OUTRO LADO: Santa Casa de São Paulo afirma que equipe é orientada a realizar atendimento profissional e imparcial, já a Fundação Santa Casa de Misericórdia no Pará diz seguir diretrizes legais da Pasta da Saúde
Joyce Favacho, 28, nem sabia que estava grávida quando, em 2019, foi parar no Hospital Santa Casa, em Belém do Pará. Na noite anterior, ela havia encontrado coágulos de sangue na calcinha e algo que, entre eles, parecia uma membrana transparente. De manhã, enquanto ainda sangrava, disse para a recepcionista do hospital que estava sofrendo um aborto, mas não teve o acolhimento esperado.

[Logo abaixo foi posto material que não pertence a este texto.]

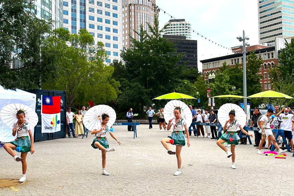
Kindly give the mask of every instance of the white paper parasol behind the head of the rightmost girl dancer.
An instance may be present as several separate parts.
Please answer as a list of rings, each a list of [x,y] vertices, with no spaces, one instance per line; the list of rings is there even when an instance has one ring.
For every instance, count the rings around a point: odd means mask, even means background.
[[[226,120],[230,119],[229,112],[231,110],[235,110],[235,119],[237,119],[242,127],[246,125],[246,114],[243,111],[243,108],[236,104],[224,104],[220,107],[217,112],[217,118],[220,121],[220,124],[224,126],[226,124]]]

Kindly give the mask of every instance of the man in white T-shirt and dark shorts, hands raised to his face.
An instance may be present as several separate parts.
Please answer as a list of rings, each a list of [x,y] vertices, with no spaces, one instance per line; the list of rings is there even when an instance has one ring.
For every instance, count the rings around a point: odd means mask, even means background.
[[[284,114],[282,114],[284,111]],[[290,112],[290,113],[289,113]],[[287,138],[290,142],[291,146],[291,153],[294,153],[293,149],[293,140],[292,140],[292,131],[293,131],[293,124],[292,119],[294,117],[294,112],[290,109],[290,107],[283,108],[277,116],[281,119],[280,129],[284,130],[285,138]],[[285,145],[282,143],[282,146]]]

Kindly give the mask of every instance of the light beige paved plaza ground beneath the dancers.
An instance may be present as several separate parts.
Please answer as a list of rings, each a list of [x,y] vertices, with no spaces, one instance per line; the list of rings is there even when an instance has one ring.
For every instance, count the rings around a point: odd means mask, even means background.
[[[91,147],[94,136],[35,143],[28,155],[27,181],[0,188],[0,195],[292,195],[293,161],[257,154],[253,145],[236,147],[236,167],[209,138],[192,136],[182,149],[183,175],[173,176],[176,157],[160,143],[169,135],[158,125],[138,126],[138,138],[126,126],[115,126],[121,146],[108,136],[115,152],[107,153],[107,171],[101,175],[101,152]],[[253,140],[254,141],[254,140]],[[173,146],[173,149],[175,147]],[[21,164],[0,148],[0,179],[19,178]]]

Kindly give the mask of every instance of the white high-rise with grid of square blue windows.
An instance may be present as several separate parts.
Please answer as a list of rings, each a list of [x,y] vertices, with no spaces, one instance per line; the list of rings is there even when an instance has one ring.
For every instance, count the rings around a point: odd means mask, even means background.
[[[93,44],[102,42],[108,55],[106,63],[120,59],[122,49],[121,0],[64,0],[63,28],[73,34],[87,29]]]

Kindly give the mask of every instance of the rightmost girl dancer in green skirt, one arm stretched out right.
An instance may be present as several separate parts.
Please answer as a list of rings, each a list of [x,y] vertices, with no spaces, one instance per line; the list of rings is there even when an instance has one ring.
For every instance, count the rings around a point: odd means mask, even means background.
[[[232,169],[236,169],[235,166],[235,158],[236,158],[236,154],[235,154],[235,147],[236,145],[239,144],[239,136],[237,134],[237,130],[241,130],[244,134],[249,135],[251,137],[253,137],[251,134],[249,134],[248,132],[246,132],[243,127],[239,124],[239,121],[237,119],[235,119],[235,111],[231,110],[229,113],[229,120],[226,121],[226,124],[224,125],[224,134],[220,137],[219,140],[217,140],[217,145],[223,149],[226,153],[227,153],[227,157],[230,158],[232,156]],[[238,129],[239,127],[239,129]],[[224,147],[224,145],[222,145],[222,143],[224,142],[228,142],[229,144],[231,144],[231,152],[228,151],[226,149],[226,147]]]

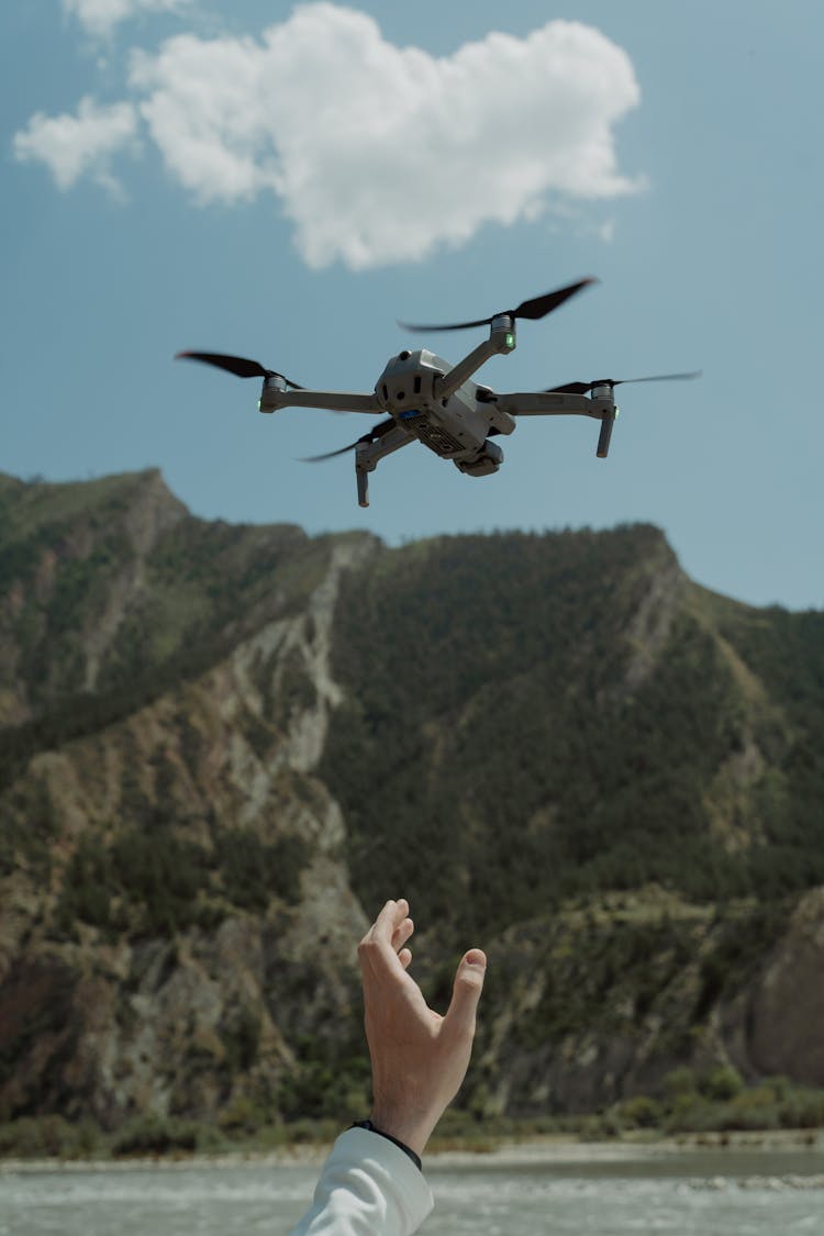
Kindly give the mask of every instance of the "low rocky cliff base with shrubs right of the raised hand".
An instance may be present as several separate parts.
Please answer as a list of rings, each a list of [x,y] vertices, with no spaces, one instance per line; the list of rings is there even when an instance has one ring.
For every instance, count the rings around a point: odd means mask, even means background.
[[[489,957],[486,1110],[589,1112],[661,1095],[684,1065],[822,1085],[822,889],[794,910],[721,915],[635,890],[513,927]]]

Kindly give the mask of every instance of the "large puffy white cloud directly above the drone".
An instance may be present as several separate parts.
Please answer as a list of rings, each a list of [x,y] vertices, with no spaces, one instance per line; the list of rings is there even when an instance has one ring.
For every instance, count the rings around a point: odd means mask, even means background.
[[[173,179],[203,204],[274,194],[313,267],[420,260],[484,224],[639,187],[614,145],[640,99],[631,62],[579,22],[439,58],[363,12],[306,4],[259,40],[135,51],[128,89]]]

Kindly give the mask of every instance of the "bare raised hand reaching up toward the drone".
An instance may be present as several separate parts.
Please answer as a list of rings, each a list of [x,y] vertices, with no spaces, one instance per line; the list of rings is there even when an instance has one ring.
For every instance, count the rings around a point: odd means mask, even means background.
[[[406,942],[414,929],[408,902],[387,901],[358,946],[358,960],[372,1059],[372,1121],[423,1154],[469,1064],[487,958],[478,948],[465,953],[441,1017],[406,973]]]

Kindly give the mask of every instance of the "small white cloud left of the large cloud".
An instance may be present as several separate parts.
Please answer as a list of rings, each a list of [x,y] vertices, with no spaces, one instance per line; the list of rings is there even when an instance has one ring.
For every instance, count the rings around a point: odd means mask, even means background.
[[[33,115],[15,135],[15,154],[46,163],[61,189],[90,174],[109,190],[119,192],[109,159],[133,142],[136,133],[137,112],[131,103],[99,108],[94,99],[85,98],[75,116],[46,116],[42,111]]]

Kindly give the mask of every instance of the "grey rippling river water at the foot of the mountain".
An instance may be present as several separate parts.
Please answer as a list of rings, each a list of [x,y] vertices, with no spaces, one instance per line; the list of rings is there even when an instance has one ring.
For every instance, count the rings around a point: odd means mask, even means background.
[[[316,1178],[314,1164],[0,1167],[0,1236],[282,1236]],[[824,1236],[820,1148],[447,1156],[427,1178],[425,1236]]]

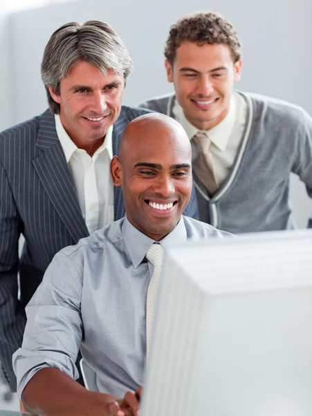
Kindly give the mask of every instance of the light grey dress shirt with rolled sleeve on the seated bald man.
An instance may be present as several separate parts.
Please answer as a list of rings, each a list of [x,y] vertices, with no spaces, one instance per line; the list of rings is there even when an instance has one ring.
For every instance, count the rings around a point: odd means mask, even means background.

Primeiro, precisou provar a gravidez. Depois, afirma ter sido tratada de forma brutal pelos profissionais que deveriam assisti-la, incluindo enfermeiros e técnicos de enfermagem. Quando foi realizar a curetagem, procedimento indicado para remover os restos do abortamento, não recebeu anestesia —prática que é considerada uma forma de violência obstétrica, afirma Mariana Prandini, pesquisadora de direitos da mulher e professora da Faculdade de Ciências Sociais da UFG (Universidade Federal de Goiás).
No Brasil, o aborto só é permitido em três situações —estupro, anencefalia do feto ou risco de vida para a mulher. Assim, há relatos de especialistas e dados que indicam que, mesmo nos casos legais ou até espontâneos, o sistema de saúde pode se converter em um sistema de policiamento às mulheres.
Quando a jovem foi para a consulta, a médica pediu que ela tirasse a mão das partes íntimas, que usava para estancar o sangue incessante. Nesse momento, ela diz ter ouvido a auxiliar de limpeza reclamar de mulheres que “sempre vêm nessa situação para cá”. “Foi aí que percebi que achavam que eu tinha provocado.”
Ela foi encaminhada para a curetagem. Sob supervisão de uma médica mais experiente, foi atendida por cinco residentes. Quando a aspiração começou, Joyce diz que reclamou da dor intensa, e a supervisora informou aos alunos que eles haviam aplicado a anestesia errado, mas a operação iria continuar.
“Chorei durante o procedimento. Não tive tempo de sentir que tinha um bebê e o perdi, mas me marcou o sentimento de trauma pela forma como fui tratada”, diz.
Em uma pesquisa publicada em um livro em 2022, Prandini categoriza as formas de violência obstétrica em casos de abortamento em violência física; omissão nos padrões de qualidade do atendimento; ameaças de criminalização ou efetiva criminalização; estigma e discriminação; e gaslighting (termo usado para quando a vítima, geralmente mulher, é tida como “louca” ou mentirosa).